For ease and speed of analysis, data is gathered from various sources and placed in data model. The data model serves two purposes. First, it presents the data to the business user in a manner that they are familiar with. No weird table and field names to decipher. No complex language required to query the data. Second, the data model stores the data in such a way that it can be retrieved and navigated quickly.

Power Query

Power Query makes it possible to extract data from a wide variety of locations and assemble it into a data model.  Along the way, the data can be manipulated from its native form into a format that is more conducive for analysis. Power Query can extract data from a wide range of sources, including:

  • Text files including comma-separated values (CSV) and XML
  • Excel spreadsheets
  • Databases including SQL Server, Oracle, and IBM DB2
  • SharePoint lists
  • Hadoop
  • OData feeds
  • Active Directory
  • Microsoft Exchange
  • Internet sites including Facebook

Once the data is extracted, it can be transformed into a format appropriate for analysis. Transformations include:

  • Splitting data into multiple columns
  • Pivoting and unpivot data
  • Replacing values (i.e. replacing “N/A” with an empty value)
  • Change upper case to title case
  • Parse XML
  • Data type changes
  • Merge data from multiple data extractions into a single table

The transformed data can be loaded into an Excel spreadsheet or into a PowerPivot data model. (See the section on Power Pivot.)

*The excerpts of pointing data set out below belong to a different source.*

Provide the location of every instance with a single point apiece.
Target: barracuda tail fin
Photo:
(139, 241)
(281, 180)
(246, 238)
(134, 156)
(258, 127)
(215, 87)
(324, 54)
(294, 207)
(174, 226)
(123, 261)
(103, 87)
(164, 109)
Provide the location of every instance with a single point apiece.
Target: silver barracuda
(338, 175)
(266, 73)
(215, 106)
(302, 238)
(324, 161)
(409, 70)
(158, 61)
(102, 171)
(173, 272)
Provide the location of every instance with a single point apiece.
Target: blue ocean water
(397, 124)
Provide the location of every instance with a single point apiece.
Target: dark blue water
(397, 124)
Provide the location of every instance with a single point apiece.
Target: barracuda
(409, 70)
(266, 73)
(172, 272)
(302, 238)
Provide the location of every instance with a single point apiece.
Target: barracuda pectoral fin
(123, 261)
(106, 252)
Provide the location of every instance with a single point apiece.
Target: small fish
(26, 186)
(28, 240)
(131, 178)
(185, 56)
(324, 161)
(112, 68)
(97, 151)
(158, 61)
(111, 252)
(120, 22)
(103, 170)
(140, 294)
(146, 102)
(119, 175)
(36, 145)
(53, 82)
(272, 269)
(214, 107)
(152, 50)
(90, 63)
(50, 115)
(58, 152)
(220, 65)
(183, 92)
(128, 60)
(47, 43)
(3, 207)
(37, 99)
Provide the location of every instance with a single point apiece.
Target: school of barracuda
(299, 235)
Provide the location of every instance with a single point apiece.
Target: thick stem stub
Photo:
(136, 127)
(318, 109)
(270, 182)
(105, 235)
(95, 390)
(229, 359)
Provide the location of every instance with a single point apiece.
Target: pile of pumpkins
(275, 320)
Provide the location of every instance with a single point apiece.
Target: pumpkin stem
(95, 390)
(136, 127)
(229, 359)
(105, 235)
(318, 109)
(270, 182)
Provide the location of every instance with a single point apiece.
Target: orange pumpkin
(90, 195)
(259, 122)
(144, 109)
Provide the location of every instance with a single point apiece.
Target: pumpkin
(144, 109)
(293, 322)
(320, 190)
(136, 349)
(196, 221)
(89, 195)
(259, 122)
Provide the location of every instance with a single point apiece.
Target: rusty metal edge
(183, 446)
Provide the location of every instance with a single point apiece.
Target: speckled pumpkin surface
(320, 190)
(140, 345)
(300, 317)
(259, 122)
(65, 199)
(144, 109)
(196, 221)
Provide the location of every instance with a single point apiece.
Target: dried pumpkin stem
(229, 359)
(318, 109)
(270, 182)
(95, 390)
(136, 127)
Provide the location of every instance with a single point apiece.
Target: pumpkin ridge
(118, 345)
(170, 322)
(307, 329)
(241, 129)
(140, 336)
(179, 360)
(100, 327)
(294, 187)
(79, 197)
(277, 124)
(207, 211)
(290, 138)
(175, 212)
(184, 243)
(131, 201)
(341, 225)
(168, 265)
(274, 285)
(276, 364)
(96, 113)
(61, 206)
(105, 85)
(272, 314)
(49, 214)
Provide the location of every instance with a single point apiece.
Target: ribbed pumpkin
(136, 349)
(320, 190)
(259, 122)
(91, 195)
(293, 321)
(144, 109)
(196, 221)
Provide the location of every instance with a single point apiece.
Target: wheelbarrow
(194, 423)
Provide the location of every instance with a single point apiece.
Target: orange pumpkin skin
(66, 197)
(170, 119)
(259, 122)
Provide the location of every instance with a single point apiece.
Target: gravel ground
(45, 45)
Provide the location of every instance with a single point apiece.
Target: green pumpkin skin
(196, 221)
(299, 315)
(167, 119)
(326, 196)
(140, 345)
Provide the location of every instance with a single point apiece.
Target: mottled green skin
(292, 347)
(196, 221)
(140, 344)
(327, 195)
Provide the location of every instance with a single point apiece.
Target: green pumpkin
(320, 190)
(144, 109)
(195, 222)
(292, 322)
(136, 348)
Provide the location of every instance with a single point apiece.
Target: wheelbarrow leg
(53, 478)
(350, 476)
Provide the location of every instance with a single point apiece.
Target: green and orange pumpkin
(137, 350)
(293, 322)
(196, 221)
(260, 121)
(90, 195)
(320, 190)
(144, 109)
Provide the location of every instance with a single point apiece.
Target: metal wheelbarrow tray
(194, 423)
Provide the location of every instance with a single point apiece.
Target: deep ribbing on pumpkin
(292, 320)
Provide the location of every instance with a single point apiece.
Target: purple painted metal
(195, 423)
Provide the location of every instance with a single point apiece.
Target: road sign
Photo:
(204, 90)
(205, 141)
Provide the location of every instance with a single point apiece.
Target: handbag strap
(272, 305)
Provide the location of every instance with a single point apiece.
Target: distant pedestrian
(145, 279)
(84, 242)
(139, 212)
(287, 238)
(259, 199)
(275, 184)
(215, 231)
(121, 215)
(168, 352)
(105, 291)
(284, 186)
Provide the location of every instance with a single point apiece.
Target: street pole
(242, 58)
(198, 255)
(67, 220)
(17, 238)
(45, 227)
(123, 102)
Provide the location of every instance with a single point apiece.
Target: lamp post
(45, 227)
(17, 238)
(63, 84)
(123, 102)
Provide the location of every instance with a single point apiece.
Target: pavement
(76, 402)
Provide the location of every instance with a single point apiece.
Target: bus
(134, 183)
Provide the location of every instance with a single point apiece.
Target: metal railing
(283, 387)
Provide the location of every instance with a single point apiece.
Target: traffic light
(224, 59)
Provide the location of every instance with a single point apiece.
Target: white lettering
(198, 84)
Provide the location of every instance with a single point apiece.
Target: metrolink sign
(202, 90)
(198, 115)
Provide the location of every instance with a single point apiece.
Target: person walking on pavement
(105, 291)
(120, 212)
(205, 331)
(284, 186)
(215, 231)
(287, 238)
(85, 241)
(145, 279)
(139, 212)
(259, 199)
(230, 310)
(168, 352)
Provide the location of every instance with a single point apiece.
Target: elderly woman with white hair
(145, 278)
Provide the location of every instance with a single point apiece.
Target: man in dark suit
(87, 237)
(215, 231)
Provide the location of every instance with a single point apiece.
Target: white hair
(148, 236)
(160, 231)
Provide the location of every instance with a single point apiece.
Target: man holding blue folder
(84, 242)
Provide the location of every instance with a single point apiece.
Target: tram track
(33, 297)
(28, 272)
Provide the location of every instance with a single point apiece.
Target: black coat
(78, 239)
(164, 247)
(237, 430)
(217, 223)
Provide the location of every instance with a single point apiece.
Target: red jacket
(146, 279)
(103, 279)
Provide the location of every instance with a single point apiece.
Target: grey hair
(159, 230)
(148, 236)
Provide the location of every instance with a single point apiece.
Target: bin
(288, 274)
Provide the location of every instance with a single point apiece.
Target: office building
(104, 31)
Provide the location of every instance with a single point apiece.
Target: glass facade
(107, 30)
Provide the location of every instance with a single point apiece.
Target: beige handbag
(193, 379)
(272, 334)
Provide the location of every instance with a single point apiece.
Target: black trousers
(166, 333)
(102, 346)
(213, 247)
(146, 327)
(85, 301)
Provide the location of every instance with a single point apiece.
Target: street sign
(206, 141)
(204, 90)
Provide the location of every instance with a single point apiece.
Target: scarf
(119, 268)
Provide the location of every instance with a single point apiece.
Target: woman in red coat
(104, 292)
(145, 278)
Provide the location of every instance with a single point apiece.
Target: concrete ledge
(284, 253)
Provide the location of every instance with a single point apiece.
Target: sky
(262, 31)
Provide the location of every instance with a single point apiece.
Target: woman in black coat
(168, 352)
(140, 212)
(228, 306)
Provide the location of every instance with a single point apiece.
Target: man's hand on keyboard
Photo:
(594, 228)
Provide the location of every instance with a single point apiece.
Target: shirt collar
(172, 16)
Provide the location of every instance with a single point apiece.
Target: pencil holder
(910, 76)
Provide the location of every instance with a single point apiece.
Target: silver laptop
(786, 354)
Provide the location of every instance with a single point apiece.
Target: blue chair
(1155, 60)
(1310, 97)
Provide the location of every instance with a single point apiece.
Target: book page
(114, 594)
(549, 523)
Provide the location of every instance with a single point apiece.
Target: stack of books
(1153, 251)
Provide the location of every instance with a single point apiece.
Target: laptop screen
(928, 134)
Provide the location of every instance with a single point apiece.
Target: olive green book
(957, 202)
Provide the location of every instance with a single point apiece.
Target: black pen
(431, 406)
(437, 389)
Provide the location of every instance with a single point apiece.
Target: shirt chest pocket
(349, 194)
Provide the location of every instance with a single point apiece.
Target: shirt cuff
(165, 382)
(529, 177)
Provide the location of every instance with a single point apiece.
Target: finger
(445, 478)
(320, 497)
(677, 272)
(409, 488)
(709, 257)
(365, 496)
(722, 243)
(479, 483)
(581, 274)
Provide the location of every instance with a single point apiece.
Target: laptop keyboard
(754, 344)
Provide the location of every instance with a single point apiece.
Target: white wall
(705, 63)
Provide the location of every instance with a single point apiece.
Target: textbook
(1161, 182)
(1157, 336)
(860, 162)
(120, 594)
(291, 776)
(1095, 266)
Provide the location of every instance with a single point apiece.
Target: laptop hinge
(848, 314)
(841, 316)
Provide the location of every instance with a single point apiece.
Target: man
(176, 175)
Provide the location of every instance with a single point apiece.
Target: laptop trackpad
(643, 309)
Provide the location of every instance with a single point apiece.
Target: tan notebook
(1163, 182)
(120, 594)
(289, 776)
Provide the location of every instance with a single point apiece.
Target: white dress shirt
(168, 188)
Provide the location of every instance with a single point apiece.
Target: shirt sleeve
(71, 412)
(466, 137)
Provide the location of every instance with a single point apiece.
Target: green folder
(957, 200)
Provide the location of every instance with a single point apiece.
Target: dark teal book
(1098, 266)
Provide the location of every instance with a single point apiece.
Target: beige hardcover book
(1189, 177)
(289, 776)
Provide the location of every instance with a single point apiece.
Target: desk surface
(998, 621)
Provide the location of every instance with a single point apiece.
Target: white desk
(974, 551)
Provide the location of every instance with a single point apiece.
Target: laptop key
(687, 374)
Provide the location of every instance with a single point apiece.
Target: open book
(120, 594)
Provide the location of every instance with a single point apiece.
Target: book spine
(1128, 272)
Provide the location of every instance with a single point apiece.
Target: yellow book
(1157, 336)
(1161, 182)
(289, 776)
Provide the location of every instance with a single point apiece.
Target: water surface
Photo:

As an example, Figure 1 shows U.S. state population data as found on the Internet. The data is exactly what is needed, but the format of the data does not work well for the type of analysis desired.

Figure 1

A series of data manipulation steps is applied to change this data to the desired format as show in Figure 2. The data manipulation steps can be seen in the Applied Steps window on the right.

Figure 2

Power Query is an add-in for Excel. It requires Office 2010 Professional Plus with Software Assurance, Office 2013 Professional Plus, Office 365 ProPlus, or Excel 2013 Standalone.

Power Pivot

Power Pivot is the data model architecture available within Excel. Power Pivot also has its own capability to extract data from external sources. However, Power Pivot cannot access quite the variety of sources that Power Query can. Power Pivot is also limited as to the data manipulation it can do while loading data. That said, if little data manipulation is required, it is possible that Power Query will not be required for a given data model and Power Pivot will be able to perform the data extraction

Power Pivot is extremely powerful, once the data is loaded and the modeling process begins. Millions of rows of data can be stored in a format that allows aggregation and retrieval in seconds. Aggregation in Power Pivot is accomplished through measures. Measures know how to sum, average, or count elements while paying attention to any filtering or grouping the user applies to the data during analysis.

Figure 3 shows the state population data in a table inside a Power Pivot model.

Figure 3

The Population item, which is selected, is a measure defined within this table. The formula for the Population measure is show in the formula area below the ribbon. More complex measures, which can provide additional analysis such as year over year comparisons and year-to-date values, can be created using the DAX expression language.

Power Pivot is an add-in for Excel. It requires Office 2010, Office 2013 Professional Plus, or Office 365 ProPlus. Power Pivot can also be used within SharePoint 2010 Enterprise Edition or SharePoint 2013.